Ransomware is a type of malware that locks the victims’ computer or encrypts their data, demanding them to pay a ransom in order to regain control over the affected device or files. The malware is a top threat for EU law enforcement: almost two-thirds of EU Member States are conducting investigations into this form of malware attack. While the target is often individual users’ devices, corporate and even government networks are affected as well.
The aim of the online portal www.nomoreransom.org is to provide a helpful online resource for victims of ransomware. Users can find information on what ransomware is, how it works and, most importantly, how to protect themselves. Awareness is key as there are no decryption tools for all existing types of malware available to this day. If you are infected, the chances are high that the data will be lost forever. Exercising a conscious internet use following a set of simple cyber security tips can help avoid the infection in the first place.
The project provides users with tools that may help them recover their data once it has been locked by criminals. In its initial stage, the portal contains four decryption tools for different types of malware, the latest developed in June 2016 for the Shade variant.

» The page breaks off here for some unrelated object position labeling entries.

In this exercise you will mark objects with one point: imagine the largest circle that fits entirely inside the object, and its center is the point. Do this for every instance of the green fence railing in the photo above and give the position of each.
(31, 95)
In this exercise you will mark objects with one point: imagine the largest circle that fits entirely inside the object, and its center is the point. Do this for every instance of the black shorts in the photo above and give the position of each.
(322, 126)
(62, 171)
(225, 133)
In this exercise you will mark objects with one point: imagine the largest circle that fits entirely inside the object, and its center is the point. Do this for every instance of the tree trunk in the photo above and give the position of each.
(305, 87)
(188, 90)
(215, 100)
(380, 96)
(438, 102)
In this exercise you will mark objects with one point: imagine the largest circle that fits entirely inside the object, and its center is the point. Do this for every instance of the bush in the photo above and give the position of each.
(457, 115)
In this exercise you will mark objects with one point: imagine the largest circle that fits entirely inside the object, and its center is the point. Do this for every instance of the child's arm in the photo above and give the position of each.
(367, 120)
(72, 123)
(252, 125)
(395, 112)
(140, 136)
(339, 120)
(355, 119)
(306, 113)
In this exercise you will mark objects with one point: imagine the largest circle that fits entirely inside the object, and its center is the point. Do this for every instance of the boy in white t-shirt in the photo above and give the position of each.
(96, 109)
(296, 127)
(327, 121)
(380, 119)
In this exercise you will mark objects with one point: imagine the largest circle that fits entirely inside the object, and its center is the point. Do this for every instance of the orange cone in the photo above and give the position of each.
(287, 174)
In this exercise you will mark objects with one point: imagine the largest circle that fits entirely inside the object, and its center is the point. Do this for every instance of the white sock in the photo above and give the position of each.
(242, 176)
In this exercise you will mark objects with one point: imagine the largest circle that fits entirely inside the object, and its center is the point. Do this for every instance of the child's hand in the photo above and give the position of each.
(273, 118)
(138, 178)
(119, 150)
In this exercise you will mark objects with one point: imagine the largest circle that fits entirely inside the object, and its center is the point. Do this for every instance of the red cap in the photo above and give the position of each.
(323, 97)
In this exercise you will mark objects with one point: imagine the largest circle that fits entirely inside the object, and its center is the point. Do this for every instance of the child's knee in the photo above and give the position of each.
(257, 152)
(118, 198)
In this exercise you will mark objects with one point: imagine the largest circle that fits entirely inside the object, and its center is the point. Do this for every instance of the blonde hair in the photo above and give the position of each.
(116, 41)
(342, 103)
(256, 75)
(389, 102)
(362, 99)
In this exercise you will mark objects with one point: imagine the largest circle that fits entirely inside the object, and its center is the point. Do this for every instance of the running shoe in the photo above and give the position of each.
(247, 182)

Shade is a ransomware-type Trojan that emerged in late 2014. The malware is spread via malicious websites and infected email attachments. After getting into the user’s system, Shade encrypts files stored on the machine and creates a .txt file containing the ransom note and instructions from cybercriminals on what to do to get user’s personal files back. Shade use strong decryption algorithm for each encrypted file, with two random 256-bit AES keys generated: one is used to encrypt the file’s contents, while the other is used to encrypt the file name.
“We, the Dutch police, cannot fight against cybercrime and ransomware in particular, alone. This is a joint responsibility of the police, the justice department, Europol, and ICT companies, and requires a joint effort. This is why I am very happy about the police’s collaboration with Intel Security and Kaspersky Lab. Together we will do everything in our power to disturb criminals’ money making schemes and return files to their rightful owners without the latter having to pay loads of money.” Wilbert Paulissen, Director of the National Criminal Investigation Division of National Police of the Netherlands said.
Public – private cooperation
The project has been envisioned as a non-commercial initiative aimed at bringing public and private institutions under the same umbrella. Due to the changing nature of ransomware, with cybercriminals developing new variants on a regular basis, this portal is open to new partners’ cooperation.
“The biggest problem with crypto-ransomware today is that when users have precious data locked down, they readily pay criminals to get it back. That boosts the underground economy, and we are facing an increase in the number of new players and the number of attacks as a result. We can only change the situation if we coordinate our efforts to fight against ransomware. The appearance of decryption tools is just the first step on this road. We expect this project to be extended, and soon there will be many more companies and law enforcement agencies from other countries and regions fighting ransomware together”, Jornt van der Wiel, Security Researcher at Global Research and Analysis Team, Kaspersky Lab said.
According to Kaspersky Lab, the number of users attacked by crypto-ransomware rose by 550%, from 131 000 in 2014-2015 to 718 000 in 2015-2016. This new step in the cooperation between law enforcement and the private sector to fight the threat together.